New York

Upstate Village Takes the Choking out of Its Controversial Official Seal

More than 200 years after local lore says a settler named Hugh White bested an Oneida Indian in a friendly wrestling match, he's still grappling with his opponent - at least on an upstate New York village's newly revised official seal.

Whitesboro found itself making national news in early 2016 when it held a public vote on whether to change the village seal, which depicted a white man besting a Native American in a hand-to-hand struggle. Some considered the image racist and insensitive, and an online petition to get the seal changed led to the non-binding vote, which ended with 157 residents voting to leave the seal alone, out of 212 votes cast.

But after the vote, village officials said they would change the seal, which appeared to show white man choking his Indian opponent. The newly released seal, designed by a student at an art school in nearby Utica, features better graphics but still depicts a white man - village founder White - going head-to-head in a wrestling stance with an Oneida, albeit one who's clothing and headdress are more historically correct than the bare-chested, buckskin breeches-wearing Indian in the old seal.

"We didn't have a problem with the wrestling match" theme remaining in the new seal, Dana Nimey-Olney, clerk and registrar for the village, said Wednesday.

According to local historians, in the late 1700s White settled the village that would bear his name and established good relations with the local Oneida tribe.
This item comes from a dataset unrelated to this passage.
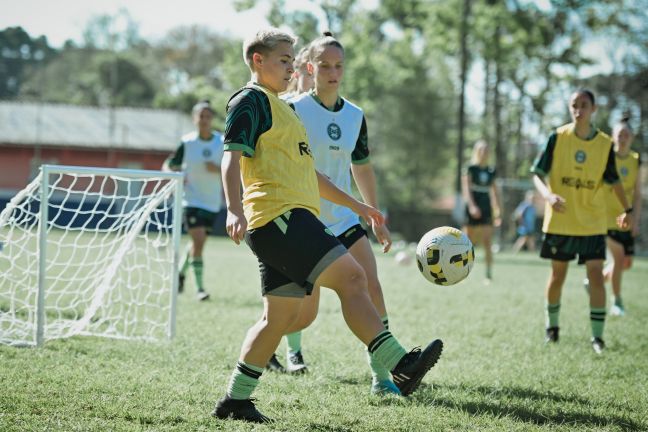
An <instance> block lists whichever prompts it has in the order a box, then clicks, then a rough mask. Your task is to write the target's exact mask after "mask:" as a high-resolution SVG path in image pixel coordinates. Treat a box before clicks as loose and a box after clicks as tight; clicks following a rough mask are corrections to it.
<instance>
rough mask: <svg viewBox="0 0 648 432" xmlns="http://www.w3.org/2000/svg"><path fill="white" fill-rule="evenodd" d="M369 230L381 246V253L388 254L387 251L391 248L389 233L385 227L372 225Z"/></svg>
mask: <svg viewBox="0 0 648 432" xmlns="http://www.w3.org/2000/svg"><path fill="white" fill-rule="evenodd" d="M371 229H372V231H373V233H374V235H375V236H376V239H377V240H378V243H380V244H381V245H382V247H383V253H387V252H389V249H390V248H391V234H390V233H389V229H388V228H387V225H372V226H371Z"/></svg>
When one of the Indians challenged him to a friendly wrestling match, White threw and pinned his opponent, according to the village's website.

"It was now they became friendly," Nimey-Olney said. "They wanted each other's respect through things like this wrestling match."

The new seal has been placed on village vehicles, signs and buildings.

The January 2016 vote to keep the traditional seal caught the attention of Comedy Central's "The Daily Show," which mocked the vote's outcome in a segment on the controversy. Other media outlets covered the issue, bringing national attention to the village of 3,600 that's located 80 miles (129 kilometers) northwest of Albany.

It wasn't the first time someone sought to change the seal. According to the Observer-Dispatch, a newspaper in nearby Utica, the village was sued over the seal by a Native American group in 1977. The village altered the seal slightly, but kept the wrestling image intact.

Village officials said last year that they would work with the Oneida Indian Nation to come up with a new design for the seal. Joel Barkin, a spokesman for the Oneidas, said nation officials had no comment on the new seal.